СУДЬБА КАРАБАСА
Не спит, считает выручку усталый Карабас.
Морщины-паутиночки вокруг усталых глаз.
Свалялась старым валенком седая борода,
А был ли Карик маленьким? Ну да… наверно, да…
Денечки беспечальные в поместье Барабас,
Куда же вы умчалися, сияя карью глаз?
Сбежал он от родителей лет семьдесят уж как.
Сначала был грабителем, за поясом – тесак,
Попался. Не исправился. Откинулся. Вновь сел.
На всю страну прославился – кента в побеге съел.
Заматерел. Профессию он знал как дважды два,
Вертелся мелким бесом. А вскоре – кокс, трава,
И вот уж героином себя он расслаблял,
И только что не в спину себе дозняк ширял…
Совсем с катушек съехал. Опять тюрьма. Побег.
Чтоб спрятаться, морпехом – как показалось – век,
Ну, а на самом деле лишь десять долгих лет,
По ксиве по поддельной, носил с орлом берет.
Хлестал в казарме водку. Сержанта получил
И семихвостку-плетку с тех пор с собой носил,
В уверенности твердой, что каждый рядовой
Забудет честь и гордость, и даже адрес свой,
Коль плеть, как будто совесть висит над головой.

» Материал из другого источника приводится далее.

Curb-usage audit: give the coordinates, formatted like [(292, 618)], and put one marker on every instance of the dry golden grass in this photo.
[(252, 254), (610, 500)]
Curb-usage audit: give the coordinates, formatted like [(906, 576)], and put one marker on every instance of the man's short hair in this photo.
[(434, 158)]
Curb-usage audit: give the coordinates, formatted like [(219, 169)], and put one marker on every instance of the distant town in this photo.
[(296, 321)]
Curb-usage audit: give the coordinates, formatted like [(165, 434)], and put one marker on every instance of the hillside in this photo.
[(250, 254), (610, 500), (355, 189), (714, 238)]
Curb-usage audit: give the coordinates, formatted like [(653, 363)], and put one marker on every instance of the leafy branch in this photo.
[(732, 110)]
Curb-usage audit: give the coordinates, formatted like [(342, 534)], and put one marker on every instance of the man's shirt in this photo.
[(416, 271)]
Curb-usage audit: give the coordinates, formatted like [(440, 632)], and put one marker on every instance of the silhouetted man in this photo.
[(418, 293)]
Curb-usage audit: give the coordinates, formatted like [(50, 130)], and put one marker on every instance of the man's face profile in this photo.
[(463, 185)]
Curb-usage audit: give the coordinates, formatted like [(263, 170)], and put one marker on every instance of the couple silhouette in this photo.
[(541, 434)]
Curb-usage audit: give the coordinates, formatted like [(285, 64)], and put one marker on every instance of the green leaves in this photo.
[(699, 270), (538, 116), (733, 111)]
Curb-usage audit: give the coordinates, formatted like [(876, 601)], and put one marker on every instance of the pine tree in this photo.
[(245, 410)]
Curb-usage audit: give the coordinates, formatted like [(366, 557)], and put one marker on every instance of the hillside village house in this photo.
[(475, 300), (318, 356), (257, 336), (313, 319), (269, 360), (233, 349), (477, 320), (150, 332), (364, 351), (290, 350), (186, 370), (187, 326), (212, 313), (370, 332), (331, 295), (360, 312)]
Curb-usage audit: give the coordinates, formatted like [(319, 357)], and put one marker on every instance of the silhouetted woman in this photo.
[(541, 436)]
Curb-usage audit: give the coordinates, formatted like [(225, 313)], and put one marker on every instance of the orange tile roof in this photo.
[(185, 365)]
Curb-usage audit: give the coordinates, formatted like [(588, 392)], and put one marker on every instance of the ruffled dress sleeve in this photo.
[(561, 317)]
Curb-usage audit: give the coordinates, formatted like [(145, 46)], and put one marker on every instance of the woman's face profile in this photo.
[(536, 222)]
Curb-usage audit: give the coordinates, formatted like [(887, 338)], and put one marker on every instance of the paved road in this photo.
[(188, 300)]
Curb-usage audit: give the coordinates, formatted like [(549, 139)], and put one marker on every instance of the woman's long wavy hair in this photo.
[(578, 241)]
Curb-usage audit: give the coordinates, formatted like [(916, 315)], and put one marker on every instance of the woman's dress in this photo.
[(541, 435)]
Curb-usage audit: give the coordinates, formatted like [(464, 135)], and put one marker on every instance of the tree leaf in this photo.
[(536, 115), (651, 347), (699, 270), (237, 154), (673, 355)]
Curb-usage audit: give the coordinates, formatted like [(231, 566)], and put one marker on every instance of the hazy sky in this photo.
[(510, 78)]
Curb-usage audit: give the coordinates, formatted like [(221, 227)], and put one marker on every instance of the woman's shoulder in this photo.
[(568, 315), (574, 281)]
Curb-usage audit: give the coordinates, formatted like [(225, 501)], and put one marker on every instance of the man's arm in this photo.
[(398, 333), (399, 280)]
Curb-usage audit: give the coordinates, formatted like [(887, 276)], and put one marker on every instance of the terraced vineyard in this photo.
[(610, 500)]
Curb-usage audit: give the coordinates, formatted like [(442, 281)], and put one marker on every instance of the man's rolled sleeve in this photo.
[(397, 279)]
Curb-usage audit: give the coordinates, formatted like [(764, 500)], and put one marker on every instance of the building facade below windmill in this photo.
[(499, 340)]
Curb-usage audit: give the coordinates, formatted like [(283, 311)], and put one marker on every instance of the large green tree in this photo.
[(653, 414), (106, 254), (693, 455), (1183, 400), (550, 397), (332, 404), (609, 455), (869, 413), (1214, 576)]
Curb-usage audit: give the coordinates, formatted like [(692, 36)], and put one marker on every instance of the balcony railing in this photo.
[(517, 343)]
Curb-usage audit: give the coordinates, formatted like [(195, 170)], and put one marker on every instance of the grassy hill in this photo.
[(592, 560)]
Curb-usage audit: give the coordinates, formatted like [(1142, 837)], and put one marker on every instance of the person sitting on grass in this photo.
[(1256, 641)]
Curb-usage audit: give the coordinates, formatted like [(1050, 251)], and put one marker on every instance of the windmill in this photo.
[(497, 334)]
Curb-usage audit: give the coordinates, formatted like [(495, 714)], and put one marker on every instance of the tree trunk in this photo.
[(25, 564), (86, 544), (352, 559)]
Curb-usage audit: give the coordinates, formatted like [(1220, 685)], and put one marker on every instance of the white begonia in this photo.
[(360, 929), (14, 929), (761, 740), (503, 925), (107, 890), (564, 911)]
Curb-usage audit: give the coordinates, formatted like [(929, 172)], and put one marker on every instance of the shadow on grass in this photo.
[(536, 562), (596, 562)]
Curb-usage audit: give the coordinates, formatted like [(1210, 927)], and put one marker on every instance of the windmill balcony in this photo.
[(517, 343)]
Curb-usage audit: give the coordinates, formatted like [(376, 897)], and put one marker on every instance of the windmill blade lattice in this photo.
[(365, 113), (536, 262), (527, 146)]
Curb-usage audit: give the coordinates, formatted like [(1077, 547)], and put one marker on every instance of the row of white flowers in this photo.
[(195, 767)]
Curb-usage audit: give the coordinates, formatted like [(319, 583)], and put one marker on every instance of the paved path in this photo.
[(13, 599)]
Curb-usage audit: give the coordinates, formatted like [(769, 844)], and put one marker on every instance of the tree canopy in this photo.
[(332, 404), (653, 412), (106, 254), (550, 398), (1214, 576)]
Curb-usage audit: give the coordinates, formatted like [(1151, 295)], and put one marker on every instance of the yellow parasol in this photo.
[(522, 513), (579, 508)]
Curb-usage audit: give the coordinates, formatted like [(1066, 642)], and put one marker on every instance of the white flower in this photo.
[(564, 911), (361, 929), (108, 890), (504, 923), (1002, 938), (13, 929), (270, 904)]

Хлестал солдат по мордам – и забивал порой.
Контракт окончил. Новый тотчас же подписал.
Он не боялся крови – стрелял и попадал…
Был ранен. Есть награды. Но вот и этот срок
Поспевшим виноградом у крепких его ног.
Что покупать солдату? Рос в банке круглый счет.
Вернулся он обратно на тридцать первый год.
Владел его поместьем какой-то нувориш.
Он постоял на месте беседки, где малыш
С блестящими глазами когда-то в мяч играл.
Он новому хозяину ни слова не сказал,
Но по его отбытии дотла сгорел весь дом.
А что мертвы родители узнал он лишь потом.
В далеком южном городе, где пышен кипарис,
Его дружок, Ван Гроде, держал кафе «Каприс».
Вот он-то и сосватал товарищу театр.
Сначала зарабатывал он лишь отборный мат,
Однако семихвостка творила чудеса –
И на его подмостках вполне себе плясал
Сонм куколок-блондинок, брюнеток и т. д.
Отряд. А подбородок укрылся в бороде.
Ну, дальше все читали. Был с ключиком скандал.
Актеры разбежались – и он театр продал,
На прииски подался. Скитался. Плохо ел –
И как-то враз сломался – согнулся, поседел…
Его нигде не брали, он побираться стал.
Но как-то раз в подвале, в котором ночевал,
Он отыскал три штуки дешевого холста,
И мысль свалилась в руки – понятна и проста.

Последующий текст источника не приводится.